[51] On the meaning of huaca see von Tschudi, Beiträge zur Kennt. des alten Peru, p. 156; Bertonio, Vocab. de la Lengua Aymara, s. v.
[52] The probable identity of Heb. Iah with Chald. Iah is acknowledged by Pinches, Sayce, and other eminent Assyriologists (see an article by the former, in the Proc. of the Victorian Institute for 1895). That the Greek Iachus is from the Chaldeo-Syrian (as his myth claims, referring to him as “The Assyrian stranger,” etc., L. Dyer The Gods in Greece, p. 165) was maintained by Herodotus, Macrobius, and Plutarch, among the ancients, and by various modern authors. It can be shown, however, that Yah as a name of God was derived from a sacred interjection or cry of the same phonetic value, which recurs repeatedly in the cults of America, Polynesia, and Australia. This is also true of hua or wa, the radical of the English “God.” They are both what have been called “universal” radicals.

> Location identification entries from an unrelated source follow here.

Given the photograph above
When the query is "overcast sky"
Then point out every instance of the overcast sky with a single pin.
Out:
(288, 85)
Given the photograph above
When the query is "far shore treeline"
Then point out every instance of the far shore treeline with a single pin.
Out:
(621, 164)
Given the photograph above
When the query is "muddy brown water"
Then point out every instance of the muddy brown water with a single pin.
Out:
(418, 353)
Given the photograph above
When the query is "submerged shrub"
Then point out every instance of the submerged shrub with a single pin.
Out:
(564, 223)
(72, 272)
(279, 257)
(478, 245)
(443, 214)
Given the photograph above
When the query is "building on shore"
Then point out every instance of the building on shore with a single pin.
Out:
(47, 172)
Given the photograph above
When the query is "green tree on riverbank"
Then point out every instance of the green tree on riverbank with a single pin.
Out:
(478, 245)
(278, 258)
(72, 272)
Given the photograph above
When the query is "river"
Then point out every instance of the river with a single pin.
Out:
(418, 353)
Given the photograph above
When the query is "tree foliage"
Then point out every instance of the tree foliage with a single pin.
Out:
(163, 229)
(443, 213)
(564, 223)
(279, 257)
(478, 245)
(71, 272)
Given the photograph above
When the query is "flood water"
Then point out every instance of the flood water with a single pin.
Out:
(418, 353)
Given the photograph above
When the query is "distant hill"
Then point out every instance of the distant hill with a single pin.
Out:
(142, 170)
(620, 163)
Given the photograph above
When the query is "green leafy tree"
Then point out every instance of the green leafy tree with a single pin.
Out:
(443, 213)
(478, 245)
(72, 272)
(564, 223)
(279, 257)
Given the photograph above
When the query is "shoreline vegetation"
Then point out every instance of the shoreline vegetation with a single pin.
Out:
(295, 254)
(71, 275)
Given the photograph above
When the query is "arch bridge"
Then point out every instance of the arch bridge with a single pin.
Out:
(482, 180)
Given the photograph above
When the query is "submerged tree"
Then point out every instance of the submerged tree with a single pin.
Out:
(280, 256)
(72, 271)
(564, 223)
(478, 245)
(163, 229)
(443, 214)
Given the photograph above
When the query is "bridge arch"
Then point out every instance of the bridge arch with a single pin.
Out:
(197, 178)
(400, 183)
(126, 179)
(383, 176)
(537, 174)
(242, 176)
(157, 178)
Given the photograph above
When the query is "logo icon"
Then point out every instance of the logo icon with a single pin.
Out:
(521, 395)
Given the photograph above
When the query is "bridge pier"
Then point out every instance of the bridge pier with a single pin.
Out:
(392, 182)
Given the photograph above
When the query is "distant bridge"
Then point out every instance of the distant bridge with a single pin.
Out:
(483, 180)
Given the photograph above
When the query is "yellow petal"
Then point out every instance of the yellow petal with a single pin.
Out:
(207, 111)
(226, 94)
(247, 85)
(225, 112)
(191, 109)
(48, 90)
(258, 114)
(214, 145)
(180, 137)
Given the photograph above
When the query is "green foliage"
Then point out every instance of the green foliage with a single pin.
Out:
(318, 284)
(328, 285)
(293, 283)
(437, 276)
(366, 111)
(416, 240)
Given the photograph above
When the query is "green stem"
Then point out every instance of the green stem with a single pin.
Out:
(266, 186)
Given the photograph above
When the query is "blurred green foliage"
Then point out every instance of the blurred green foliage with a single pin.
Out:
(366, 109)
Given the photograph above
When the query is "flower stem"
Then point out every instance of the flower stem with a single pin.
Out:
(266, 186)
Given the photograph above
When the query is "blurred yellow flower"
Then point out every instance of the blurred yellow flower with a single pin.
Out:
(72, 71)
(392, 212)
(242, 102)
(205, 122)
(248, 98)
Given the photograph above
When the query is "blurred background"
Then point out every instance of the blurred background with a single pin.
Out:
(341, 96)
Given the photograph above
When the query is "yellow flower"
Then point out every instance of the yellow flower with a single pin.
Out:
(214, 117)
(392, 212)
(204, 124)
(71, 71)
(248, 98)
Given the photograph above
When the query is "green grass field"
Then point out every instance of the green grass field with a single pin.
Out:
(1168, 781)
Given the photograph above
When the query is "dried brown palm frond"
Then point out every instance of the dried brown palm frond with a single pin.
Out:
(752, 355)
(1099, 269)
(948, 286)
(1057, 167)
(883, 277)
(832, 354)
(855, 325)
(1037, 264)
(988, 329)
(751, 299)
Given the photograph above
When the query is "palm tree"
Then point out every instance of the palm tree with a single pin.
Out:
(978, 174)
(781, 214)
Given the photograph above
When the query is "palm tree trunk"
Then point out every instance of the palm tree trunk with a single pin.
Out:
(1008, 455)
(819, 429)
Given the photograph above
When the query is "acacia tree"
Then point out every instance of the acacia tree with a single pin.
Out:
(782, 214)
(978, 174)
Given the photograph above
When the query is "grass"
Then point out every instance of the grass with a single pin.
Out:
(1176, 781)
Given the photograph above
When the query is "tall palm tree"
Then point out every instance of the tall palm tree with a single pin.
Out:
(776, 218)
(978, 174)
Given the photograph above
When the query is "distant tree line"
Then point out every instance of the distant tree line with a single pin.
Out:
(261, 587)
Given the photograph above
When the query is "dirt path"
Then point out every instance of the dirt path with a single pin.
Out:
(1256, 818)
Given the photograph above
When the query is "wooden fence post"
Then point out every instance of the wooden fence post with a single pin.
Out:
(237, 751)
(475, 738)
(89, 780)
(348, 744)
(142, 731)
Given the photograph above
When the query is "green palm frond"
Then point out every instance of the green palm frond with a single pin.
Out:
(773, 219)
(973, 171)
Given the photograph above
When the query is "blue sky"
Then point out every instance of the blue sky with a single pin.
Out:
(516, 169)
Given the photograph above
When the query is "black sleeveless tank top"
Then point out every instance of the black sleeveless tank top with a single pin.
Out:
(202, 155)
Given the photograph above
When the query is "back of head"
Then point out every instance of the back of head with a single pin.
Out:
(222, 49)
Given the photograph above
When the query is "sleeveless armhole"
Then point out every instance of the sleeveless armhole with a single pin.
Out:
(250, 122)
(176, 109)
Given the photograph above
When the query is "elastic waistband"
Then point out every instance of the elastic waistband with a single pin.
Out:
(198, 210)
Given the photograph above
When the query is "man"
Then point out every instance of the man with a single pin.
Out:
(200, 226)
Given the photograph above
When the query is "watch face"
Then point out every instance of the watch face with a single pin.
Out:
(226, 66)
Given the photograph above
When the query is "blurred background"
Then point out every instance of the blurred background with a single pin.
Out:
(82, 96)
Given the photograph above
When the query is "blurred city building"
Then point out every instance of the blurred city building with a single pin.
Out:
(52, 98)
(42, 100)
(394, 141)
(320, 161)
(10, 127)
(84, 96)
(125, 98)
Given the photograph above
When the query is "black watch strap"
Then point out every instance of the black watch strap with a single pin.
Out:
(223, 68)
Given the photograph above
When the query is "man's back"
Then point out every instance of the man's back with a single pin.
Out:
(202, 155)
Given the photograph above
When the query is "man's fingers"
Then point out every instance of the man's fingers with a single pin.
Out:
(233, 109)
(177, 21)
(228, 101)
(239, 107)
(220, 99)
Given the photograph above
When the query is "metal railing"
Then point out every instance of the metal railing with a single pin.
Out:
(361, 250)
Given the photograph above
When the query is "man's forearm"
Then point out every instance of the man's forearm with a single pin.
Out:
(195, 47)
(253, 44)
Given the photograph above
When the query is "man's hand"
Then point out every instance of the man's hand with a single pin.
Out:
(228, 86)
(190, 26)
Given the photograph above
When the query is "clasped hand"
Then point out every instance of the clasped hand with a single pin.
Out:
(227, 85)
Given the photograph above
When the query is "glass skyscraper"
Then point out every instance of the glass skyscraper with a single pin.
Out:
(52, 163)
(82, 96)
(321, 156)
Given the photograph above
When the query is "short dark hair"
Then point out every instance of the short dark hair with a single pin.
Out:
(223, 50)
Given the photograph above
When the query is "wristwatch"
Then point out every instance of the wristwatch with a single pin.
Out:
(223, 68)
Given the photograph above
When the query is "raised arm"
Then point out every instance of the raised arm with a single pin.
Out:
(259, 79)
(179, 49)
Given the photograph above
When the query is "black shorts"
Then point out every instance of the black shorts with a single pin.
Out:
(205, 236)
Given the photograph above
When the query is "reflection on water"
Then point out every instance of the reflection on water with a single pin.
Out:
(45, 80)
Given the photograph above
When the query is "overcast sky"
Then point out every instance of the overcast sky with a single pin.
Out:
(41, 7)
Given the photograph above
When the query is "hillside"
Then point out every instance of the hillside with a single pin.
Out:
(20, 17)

[53] Codrington in Jour. Anthrop. Inst., vol. x., p. 279; Fornander, The Polynesian Race, vol. iii., pp. 225-7. In some dialects mana has the special meanings, omen; the thunder; the breath; the belly (i.e., the interior), etc. Hale gives the definition “power” as common to all dialects (Polynesian Lexicon, s. v.). Fornander notes the similarity to Sanscrit, mana, manu, mind, thought.
[54] I have dwelt on the absence of monotheism among the American tribes in Myths of the New World, p. 75. Dr. Washington Matthews, a most competent, authority, expresses the universally correct view, when, speaking of Mahopa, the divine conception of the Hidatsa Indians, he says: “It refers to an influence or power above all things, but not attaching to it any ideas of personality.”—Ethnography of the Hidatsa Indians, p. 48.
[55] Klemm, Culturgeschichte, Bd. ii., s. 338; L. M. Turner, The Hudson Bay Eskimos, p. 272; von den Steinen, Die Naturvölker Zentral-Brasiliens, p. 340. Among the Australians, both men and women become “doctors” or shamans by dreaming.—Curr, The Australian Race, vol., ii., p. 74.
[56] These are called “hypnogogic hallucinations.” They have been studied by Maury, Annales Medico-psychologiques, tome xi., p. 252, sq.
[57] This point is discussed by Professor Granger, Worship of the Romans, pp. 28, sq.
[58] Bishop Calloway describes the regimen adopted to become inspired among the Zulus, in Jour. Anthrop. Soc., vol. i., p. 175. Among the Dyaks of Borneo the ceremony is called nampok, and its conditions are: 1. To be alone; 2. To pass the night on a mountain top; 3. To offer a sacrifice and call for the god. Ling Roth, Natives of Sarawak, vol. i., p. 185.
[59] I have treated this question at some length in my Myths of the New World, p. 314, and Nagualism, p. 7, sq.
[60] I have given a translation of it in Essays of an Americanist, p. 293.